Another supergroup that only had one album, Mad Season brought together the drummer and singer for Screaming Trees Barrett Martin and Mark Lanegan, Pearl Jam lead guitarist Mike McCready, founder John Baker Saunders and Alice In Chains Singer Layne Staley.

Despite the success of the first album, the conflicting schedules of the member's other bands meant it would be Mad Season's last, especially when attempts to reform were scuppered by the death of Saunders and then, later Staley. Because of the crossover of certain members, Mad Season songs have been performed at Temple of The Dog reformations and Pearl Jam concerts.

7. Bush

Bush are a rather strange band in the sense that they are a British band formed in Shepherd's Bush, London (hence the name) where they all once lived but they never really made a meaningful impact on their homeland despite going on to break America where they found immediate success with the release of their debut album Sixteen Stone in 1994, which is certified 6× multi-platinum by the RIAA.
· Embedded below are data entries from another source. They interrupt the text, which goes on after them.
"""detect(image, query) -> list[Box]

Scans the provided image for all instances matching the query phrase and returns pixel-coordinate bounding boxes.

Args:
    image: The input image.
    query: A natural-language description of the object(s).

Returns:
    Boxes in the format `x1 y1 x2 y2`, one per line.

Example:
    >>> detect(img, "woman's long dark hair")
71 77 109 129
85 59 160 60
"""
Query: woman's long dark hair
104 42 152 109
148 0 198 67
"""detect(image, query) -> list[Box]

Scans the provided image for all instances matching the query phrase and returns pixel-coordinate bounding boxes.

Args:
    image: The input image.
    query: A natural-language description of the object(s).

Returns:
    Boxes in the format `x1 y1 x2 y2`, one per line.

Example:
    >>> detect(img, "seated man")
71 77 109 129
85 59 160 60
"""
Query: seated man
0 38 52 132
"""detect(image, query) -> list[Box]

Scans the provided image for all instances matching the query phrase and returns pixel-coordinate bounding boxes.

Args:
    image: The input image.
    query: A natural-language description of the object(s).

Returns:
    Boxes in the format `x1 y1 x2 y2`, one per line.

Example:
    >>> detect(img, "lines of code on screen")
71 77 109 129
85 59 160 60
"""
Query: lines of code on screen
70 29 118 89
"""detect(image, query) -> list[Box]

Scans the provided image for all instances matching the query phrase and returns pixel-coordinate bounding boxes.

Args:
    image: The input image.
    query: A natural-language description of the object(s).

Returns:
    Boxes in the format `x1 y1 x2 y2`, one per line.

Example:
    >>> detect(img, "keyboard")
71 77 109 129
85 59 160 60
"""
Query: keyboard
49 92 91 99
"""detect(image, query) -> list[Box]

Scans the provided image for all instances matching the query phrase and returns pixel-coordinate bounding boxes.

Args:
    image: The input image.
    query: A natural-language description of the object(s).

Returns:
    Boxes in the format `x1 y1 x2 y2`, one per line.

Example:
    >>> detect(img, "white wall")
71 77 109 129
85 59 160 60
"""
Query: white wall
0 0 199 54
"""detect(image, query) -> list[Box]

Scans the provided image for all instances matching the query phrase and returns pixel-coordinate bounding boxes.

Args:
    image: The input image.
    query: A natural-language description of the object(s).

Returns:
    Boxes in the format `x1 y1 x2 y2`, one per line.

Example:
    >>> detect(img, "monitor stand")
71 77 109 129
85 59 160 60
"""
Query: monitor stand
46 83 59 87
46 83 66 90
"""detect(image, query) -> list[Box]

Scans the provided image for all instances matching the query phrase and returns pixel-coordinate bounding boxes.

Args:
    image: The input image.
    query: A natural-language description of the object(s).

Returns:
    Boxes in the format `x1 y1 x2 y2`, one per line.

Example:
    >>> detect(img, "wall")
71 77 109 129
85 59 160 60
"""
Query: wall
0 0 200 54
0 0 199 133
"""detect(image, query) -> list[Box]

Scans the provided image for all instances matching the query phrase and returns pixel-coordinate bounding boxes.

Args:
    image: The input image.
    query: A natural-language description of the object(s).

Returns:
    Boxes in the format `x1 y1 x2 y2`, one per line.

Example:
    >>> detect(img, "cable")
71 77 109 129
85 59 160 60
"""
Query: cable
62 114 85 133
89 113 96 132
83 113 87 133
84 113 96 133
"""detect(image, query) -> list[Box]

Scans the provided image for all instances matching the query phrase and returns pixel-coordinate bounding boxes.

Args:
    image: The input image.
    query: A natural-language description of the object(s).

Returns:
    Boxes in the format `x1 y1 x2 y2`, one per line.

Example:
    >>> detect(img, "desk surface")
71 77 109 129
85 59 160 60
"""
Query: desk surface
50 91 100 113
Around until 2002, the band broke up due to declining record sales and a lack of support from their label. However, in 2010, they returned with a far more classic rock sound, and lead singer Gavin Rossdale is noted for being a judge on the British version of the TV talent show The Voice.

8. Silverchair

Formed in 1992 as Innocent Criminals, this Australian outfit evolved through several styles in their time together differing styles on specific albums steadily growing more ambitious over the years, from grunge on their debut to more recent work displaying orchestral and art rock influences.

Winning a record number of 21 ARIA Music Awards from 49 nominations, the band was both popular on the Australian and International music scenes, but in May 2011, Silverchair announced an indefinite hiatus.

9. Smashing Pumpkins

Some may argue that the Smashing Pumpkins aren't truly grunge, but they used many of the same techniques of the genre and amalgamated prog-rock, goth-rock, heavy metal and psychedelia in a swirling mixture of layers that was then infused with his distraught, tense and angst filled lyrics.

Despite this, the Smashing Pumpkins never shunned or shied away from mainstream success like other grunge bands and Billy Corgan openly indulged in rock star posturing although he shrouded it in ironic gestures and deep cynicism.

10. Mudhoney

Although never scoring the big success of others on the scene, Mudhoney was probably the first to lay the groundwork for the likes of Nirvana and Pearl Jam as they broke through with indie success on the Sub-Pop label and more than most they were to inspire grunge with their dirty, high-distortion sound.

Without Mudhoney and other forerunners who never quite reached mainstream success (like the Melvins and TAD) grunge would have never existed!